Here are a few things you can do if your neighbor's fence is a sore sight!
- Take care of your side of the fence if you share a fence. Depending on the type of fence you have, ensure the focal point in your yard isn't the fence.
- Add another fence on your side of the boundary line if this is possible. Erect a fence that will completely block the ugly one. Out of sight, out of mind!
- If erecting a new fence is not an option, then cover the neighbor's ugly fence on your side. You could plant shrubs at strategic points to soften the look.
- Finally, you could try talking to your neighbor. If you share a common fence, you could arrange how to share the cost of reconstruction.
There are state and local laws against erecting a spite fence.
What's The Best Fence Height
There are standard requirements for fences in any given vicinity. Backyard fences are usually higher than front yard ones. Homes close to traffic intersections cannot have high fences.

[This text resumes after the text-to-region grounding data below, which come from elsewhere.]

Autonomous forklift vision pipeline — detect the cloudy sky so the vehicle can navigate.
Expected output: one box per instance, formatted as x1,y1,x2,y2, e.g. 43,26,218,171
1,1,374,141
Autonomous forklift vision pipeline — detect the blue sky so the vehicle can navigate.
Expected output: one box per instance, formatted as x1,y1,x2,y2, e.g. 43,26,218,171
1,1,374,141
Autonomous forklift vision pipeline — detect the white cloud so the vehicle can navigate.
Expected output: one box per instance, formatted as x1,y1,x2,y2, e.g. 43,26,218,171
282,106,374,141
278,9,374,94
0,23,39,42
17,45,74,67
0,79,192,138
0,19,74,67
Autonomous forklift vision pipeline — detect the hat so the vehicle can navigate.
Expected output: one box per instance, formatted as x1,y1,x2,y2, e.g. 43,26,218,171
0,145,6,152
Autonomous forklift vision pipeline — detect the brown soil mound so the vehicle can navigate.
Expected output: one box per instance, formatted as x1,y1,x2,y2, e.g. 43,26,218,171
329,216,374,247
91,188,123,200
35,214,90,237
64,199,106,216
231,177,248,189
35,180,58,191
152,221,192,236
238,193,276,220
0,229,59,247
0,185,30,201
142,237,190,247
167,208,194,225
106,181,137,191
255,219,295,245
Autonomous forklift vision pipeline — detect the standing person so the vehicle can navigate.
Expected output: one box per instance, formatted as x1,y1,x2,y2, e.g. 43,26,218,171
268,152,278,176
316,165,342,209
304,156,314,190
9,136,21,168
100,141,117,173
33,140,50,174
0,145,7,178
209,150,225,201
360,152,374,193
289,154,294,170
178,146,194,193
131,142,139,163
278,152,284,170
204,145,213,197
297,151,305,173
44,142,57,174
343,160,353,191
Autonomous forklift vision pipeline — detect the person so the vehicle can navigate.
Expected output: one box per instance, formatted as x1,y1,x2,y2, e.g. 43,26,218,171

Generally, the ideal height for a fence is six feet. But, you'll find picket fences are three to four feet. Bear in mind that front yard fences are hardly higher than three feet in most vicinities.
Overhanging Branches On Your Property
A tree trunk might be in your neighbor's yard, with overhanging branches on your property. It's your responsibility to cut any branches that might be causing damage to your property on your side of the fence.
Ensure that you are careful when treating the tree branches so as not to damage the tree. Some trees are valuable and can be costly to replace.
If your neighbor warns you and you fail to address the complaint, you'll be liable for any damage caused to his property. Roots encroaching on the neighbor's property are the responsibility of the tree owner.
Most Common Neighbor Disputes
Disputes and misunderstandings are a common occurrence among neighbors. The sensible thing is to not let them escalate and get out of hand. However, some disputes might need you to involve authorities to resolve them.
The most common disputes homeowners encounter apart from boundaries, fences, and trees are:
- Overhanging gutters
- Party walls (houses that share a wall)
- Shared amenities
- Anti-social neighbors
If all your efforts in resolving any conflict with your neighbor are futile, you should consider selling your property and relocating to another vicinity. It will save you unnecessary lawsuits and spare your nerves.
A neighbor's leaning fence can be repaired by either party to avoid damaging property. If there are any disputes, involve the services of a professional from the local authorities.
Before purchasing any property, find out as much as you can about your future neighbors. A nasty neighbor can run you out of town!